My next counselling session is on tuesday, I am not hopeful but maybe I'll be pleasantly suprised. I have managed to email rape crisis too.

OP posts:
uberalice · 07/09/2012 21:25

Really glad you seem to be picking up a little bit. Well done for being more positive. I've not posted much because I felt other posters were more able to offer good advice, but I'm keeping an eye on this thread, and really hope things get better for you soon. Have you had anything back from rape crisis?

EldritchCleavage · 11/09/2012 10:56

yay! I'm back from hols and pleased to see you've made a little progress> Just keep on keeping on.

CuppaCiggieBiccieBliss · 11/09/2012 13:57

Hope you had a lovely holiday eldritch.
I had another counselling session this morning and it was awful. She said that as I wasn't going to volunteer any details then she would ask questions and I could answer as best I could. It's just all too much.

OP posts:
EldritchCleavage · 11/09/2012 23:05

Don't feel bad about that. I found I had actual physical sensations, like choking, when I tried to talk about things at first. I never truly realised what people meant when they said things like "the words stuck in my throat" until that point.
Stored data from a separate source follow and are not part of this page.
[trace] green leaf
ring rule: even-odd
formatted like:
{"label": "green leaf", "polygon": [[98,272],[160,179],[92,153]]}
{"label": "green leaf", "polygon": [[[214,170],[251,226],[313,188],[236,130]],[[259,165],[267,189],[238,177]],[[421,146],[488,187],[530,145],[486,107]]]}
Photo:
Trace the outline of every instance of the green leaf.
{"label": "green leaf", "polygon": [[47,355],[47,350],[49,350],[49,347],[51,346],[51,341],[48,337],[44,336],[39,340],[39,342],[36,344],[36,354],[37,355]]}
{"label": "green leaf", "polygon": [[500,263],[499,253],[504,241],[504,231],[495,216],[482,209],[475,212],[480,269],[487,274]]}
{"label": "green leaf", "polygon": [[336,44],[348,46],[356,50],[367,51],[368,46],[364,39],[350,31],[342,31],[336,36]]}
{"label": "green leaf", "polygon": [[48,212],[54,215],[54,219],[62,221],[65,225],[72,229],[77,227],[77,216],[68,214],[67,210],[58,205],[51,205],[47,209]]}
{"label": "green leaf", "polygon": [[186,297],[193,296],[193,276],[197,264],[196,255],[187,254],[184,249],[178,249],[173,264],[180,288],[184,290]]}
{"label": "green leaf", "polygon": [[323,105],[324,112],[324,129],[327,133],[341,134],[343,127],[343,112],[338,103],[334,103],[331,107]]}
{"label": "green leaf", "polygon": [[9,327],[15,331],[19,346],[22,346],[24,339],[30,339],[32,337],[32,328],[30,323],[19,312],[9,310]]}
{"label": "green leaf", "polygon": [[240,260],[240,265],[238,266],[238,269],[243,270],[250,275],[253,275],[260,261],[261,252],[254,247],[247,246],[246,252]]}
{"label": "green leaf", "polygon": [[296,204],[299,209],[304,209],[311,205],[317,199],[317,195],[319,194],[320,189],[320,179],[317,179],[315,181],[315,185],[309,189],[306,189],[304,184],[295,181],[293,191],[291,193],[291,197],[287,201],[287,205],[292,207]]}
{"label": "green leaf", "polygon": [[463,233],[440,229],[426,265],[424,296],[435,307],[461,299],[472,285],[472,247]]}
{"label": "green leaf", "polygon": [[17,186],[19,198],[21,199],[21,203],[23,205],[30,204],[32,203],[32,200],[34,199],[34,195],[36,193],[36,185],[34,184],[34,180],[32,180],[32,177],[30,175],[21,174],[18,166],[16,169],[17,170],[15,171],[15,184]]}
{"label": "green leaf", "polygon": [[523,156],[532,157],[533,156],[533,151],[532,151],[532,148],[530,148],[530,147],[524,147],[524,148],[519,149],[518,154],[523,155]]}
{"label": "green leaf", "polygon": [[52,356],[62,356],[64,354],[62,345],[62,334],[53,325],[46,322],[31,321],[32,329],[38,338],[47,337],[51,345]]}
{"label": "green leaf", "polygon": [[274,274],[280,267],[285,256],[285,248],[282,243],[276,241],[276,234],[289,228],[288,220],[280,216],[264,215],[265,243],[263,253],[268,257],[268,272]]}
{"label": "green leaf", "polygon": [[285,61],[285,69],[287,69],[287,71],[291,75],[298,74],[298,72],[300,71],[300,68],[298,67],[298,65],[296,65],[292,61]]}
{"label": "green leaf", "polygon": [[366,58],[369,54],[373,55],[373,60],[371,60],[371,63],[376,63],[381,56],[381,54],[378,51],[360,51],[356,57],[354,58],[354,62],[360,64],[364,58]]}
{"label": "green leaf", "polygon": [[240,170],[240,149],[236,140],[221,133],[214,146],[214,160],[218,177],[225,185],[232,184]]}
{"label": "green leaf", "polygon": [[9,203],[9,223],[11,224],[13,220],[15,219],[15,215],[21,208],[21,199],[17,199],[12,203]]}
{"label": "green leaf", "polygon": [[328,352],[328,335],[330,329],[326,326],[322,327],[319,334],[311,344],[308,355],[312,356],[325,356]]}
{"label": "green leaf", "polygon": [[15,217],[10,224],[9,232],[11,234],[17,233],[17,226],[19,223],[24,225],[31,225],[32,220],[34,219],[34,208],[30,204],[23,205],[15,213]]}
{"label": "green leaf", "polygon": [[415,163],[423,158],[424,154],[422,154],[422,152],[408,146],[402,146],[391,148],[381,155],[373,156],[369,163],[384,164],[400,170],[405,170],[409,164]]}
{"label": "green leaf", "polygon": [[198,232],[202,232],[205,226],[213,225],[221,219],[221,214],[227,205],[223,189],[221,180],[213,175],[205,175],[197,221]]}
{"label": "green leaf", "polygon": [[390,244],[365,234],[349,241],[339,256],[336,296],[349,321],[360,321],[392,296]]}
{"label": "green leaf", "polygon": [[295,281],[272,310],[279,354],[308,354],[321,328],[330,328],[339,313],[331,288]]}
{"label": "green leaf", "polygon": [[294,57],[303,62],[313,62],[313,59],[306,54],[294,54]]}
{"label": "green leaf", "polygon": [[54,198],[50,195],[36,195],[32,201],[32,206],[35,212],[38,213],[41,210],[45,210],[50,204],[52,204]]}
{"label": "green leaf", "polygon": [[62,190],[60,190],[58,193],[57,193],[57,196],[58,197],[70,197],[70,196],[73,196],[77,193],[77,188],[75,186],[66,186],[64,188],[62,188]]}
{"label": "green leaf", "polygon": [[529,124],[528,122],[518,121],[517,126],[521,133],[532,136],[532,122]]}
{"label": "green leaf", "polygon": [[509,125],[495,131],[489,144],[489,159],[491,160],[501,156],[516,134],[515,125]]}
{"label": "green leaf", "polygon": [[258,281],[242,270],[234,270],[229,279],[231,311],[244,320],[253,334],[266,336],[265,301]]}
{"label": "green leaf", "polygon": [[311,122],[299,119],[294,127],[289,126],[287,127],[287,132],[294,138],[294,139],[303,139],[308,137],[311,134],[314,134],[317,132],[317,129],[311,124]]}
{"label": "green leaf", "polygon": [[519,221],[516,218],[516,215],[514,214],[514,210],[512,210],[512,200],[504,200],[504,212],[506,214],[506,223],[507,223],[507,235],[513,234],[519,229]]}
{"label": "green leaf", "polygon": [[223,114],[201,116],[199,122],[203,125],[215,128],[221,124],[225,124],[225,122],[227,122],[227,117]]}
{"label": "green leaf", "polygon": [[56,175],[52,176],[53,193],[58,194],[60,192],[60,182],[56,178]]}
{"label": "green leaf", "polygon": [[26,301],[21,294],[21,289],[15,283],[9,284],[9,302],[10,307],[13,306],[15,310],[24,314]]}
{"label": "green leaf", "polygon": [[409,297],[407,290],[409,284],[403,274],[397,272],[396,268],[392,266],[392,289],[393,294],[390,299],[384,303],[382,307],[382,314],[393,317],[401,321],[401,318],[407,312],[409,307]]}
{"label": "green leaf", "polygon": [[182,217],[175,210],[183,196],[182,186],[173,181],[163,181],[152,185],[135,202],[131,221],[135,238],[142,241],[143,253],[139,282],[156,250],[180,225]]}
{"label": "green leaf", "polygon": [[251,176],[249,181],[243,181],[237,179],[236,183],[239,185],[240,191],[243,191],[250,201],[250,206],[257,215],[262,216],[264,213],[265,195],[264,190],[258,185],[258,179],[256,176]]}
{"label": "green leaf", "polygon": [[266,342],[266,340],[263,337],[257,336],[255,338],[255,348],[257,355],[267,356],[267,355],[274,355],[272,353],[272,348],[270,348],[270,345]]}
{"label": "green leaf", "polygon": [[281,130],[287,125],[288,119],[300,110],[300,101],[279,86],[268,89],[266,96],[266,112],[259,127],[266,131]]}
But just try. And keep trying. Don't feel guilty about counselling. You don't 'owe' the counsellor anything-it's all for you. Do waht you can.
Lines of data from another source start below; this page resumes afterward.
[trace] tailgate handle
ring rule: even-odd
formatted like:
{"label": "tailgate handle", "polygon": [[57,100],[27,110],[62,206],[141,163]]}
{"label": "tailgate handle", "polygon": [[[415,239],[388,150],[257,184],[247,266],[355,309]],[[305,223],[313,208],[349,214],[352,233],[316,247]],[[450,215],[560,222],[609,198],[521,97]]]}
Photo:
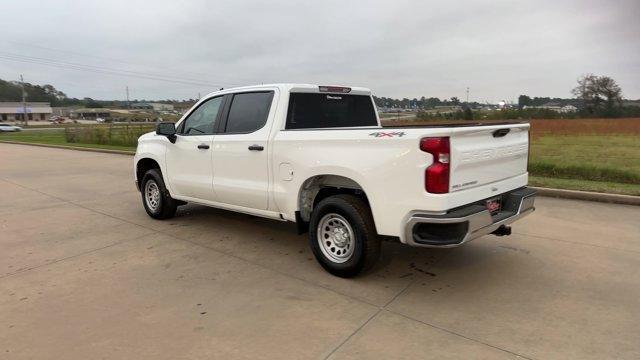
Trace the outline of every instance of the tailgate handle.
{"label": "tailgate handle", "polygon": [[507,135],[509,133],[509,131],[511,131],[511,129],[498,129],[498,130],[493,132],[493,137],[495,137],[495,138],[503,137],[503,136]]}

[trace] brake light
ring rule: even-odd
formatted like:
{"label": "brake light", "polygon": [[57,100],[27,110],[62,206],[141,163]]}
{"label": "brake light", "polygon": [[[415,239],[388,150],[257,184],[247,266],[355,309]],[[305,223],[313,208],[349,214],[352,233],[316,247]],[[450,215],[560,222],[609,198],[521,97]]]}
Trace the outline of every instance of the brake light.
{"label": "brake light", "polygon": [[449,192],[449,137],[428,137],[420,140],[420,150],[433,155],[433,164],[425,170],[424,187],[432,194]]}
{"label": "brake light", "polygon": [[348,94],[351,92],[351,88],[344,86],[318,86],[318,91],[320,92],[330,92],[330,93],[342,93]]}

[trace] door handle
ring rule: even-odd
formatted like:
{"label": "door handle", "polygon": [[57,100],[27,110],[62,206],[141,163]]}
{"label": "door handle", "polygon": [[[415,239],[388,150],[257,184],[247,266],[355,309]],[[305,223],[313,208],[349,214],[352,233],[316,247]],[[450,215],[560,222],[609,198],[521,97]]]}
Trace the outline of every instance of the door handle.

CuppaCiggieBiccieBliss · 12/09/2012 21:06

I can't do this at all, it's too much. I need to sleep, I need the flashbacks to stop. I just want it to end

OP posts:
CuppaCiggieBiccieBliss · 12/09/2012 21:06

I can't do this at all, it's too much. I need to sleep, I need the flashbacks to stop. I just want it to end

OP posts:
EldritchCleavage · 14/09/2012 10:32

Your DD needs you, Cuppa. Just keep going.